The Future of Tort Liability for Autonomous Vehicles
By: Lucy Aquino
For years, academics have debated the risks and benefits of developing and distributing fully autonomous vehicles — and for good reason. While the most noticeable impact will be on the roads, the growing availability of autonomous vehicle technology will have a much larger impact on society and the economy as a whole. As defense lawyers, our minds jump to the impact on automobile tort liability: Can or should our current liability rules be applied to motor vehicle accidents involving vehicles driven, totally or partially, by autonomous systems?
To address this issue, we must first establish the extent to which a vehicle can be considered “autonomous.” The National Highway Traffic Safety Administration (NHTSA) classifies automated vehicles in six possible levels of automation. The initial level (L0) speaks to driving systems where the human driver is in total control of the vehicle, while the final level (L5) refers to truly self-driving vehicles in which the autonomous system is expected to not only replace the human driver but also to perform better than a human driver in every scenario. The intermediate levels (L1-L3) — the only levels currently available to consumers — refer to vehicles that provide some degree of autonomous assistance, but still require the supervision of a human driver. Features such as lane departure assistance, automatic breaking and adaptive cruise control are designed to reduce instances of human error by delegating certain driving tasks to an automated system. However, even under the most evolved level of automation currently available (L3), the human driver is still ultimately responsible for supervising the vehicle and taking over in the event of emergency.

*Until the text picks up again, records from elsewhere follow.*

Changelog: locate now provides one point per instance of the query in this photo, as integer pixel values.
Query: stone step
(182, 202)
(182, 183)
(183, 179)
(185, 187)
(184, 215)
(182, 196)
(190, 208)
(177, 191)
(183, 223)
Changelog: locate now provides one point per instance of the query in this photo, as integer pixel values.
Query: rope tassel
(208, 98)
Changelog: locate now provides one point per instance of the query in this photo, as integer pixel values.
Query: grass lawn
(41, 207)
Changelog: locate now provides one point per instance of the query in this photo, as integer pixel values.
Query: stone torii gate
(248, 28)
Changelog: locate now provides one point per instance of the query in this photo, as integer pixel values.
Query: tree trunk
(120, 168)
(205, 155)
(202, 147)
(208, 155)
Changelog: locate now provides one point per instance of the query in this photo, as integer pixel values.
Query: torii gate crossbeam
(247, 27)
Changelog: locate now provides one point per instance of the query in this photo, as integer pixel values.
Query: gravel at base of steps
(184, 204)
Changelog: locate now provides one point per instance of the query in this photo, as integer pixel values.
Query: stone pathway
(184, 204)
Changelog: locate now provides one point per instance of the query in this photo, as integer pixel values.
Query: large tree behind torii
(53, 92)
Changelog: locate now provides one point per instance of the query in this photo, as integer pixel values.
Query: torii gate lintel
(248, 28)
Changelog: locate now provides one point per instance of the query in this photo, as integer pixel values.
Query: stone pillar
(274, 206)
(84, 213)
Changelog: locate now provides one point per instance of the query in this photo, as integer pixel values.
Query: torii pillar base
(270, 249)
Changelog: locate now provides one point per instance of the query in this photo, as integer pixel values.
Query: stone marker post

State legislatures across the country have worked to bring state laws up to speed with this new technology and to provide a legal framework for autonomous vehicles operating on public roads. Georgia is no exception. In 2017, the Georgia General Assembly passed Senate Bill 219, which amended certain aspects of the state’s traffic and criminal codes to pave the way for regulation of self-driving vehicles in the future.
First, the bill modified the term “operator” to encompass anyone “who causes a fully autonomous vehicle to move or travel with the automated driving system engaged.” This definition is intended to create single-point liability for any accidents, whether it lies with the automaker that directly sells and distributes an automated vehicle or the individual owners who install and/or operate autonomous driving systems.
Second, the bill exempted “operators” of autonomous vehicles from driver’s license requirements. Thus, under the revised laws, an individual does not need a driver’s license to ride in a fully autonomous vehicle. However, the revision does not exempt autonomous vehicles from complying with the rules of the road, including any post-accident statutory requirement the vehicle or operator remain on the scene of an accident and report it to law enforcement.
Third, and possibly reflecting societal concerns about the implementation of autonomous vehicle technology, the bill imposed specific liability insurance requirements for fully autonomous vehicles. As of Jan. 1, 2021, owners of fully autonomous vehicles must maintain insurance coverage with minimum limits of $300,000 — the same minimum limits required for limousines and taxis.
Of note, the definition of “fully autonomous vehicle” in SB 219 renders it wholly inapplicable to any technology currently available to the general public. In order to qualify as a “fully autonomous vehicle” under the bill, a vehicle must be able to perform all aspects of the dynamic driving task and must not, at any time, require that a human driver assume any portion of the task. In the event of a malfunction, the vehicle must be able to come to a stop in a reasonably safe manner without requiring any type of human intervention. While autonomous vehicles that can be operated without a human driver are currently being tested on public roads, none are currently available for purchase. Even in the most autonomous vehicles currently available, the human driver is always responsible for the supervision of the vehicle and will remain, at least for the time being, liable for any accidents.
The Georgia General Assembly’s decision to create a legal framework for truly self-driving vehicles shows that this technology is expected to be more prevalent in the near future. As these vehicles become accessible to the general public, this legal framework will be critical for determining where tort liability falls when human drivers no longer control the vehicle.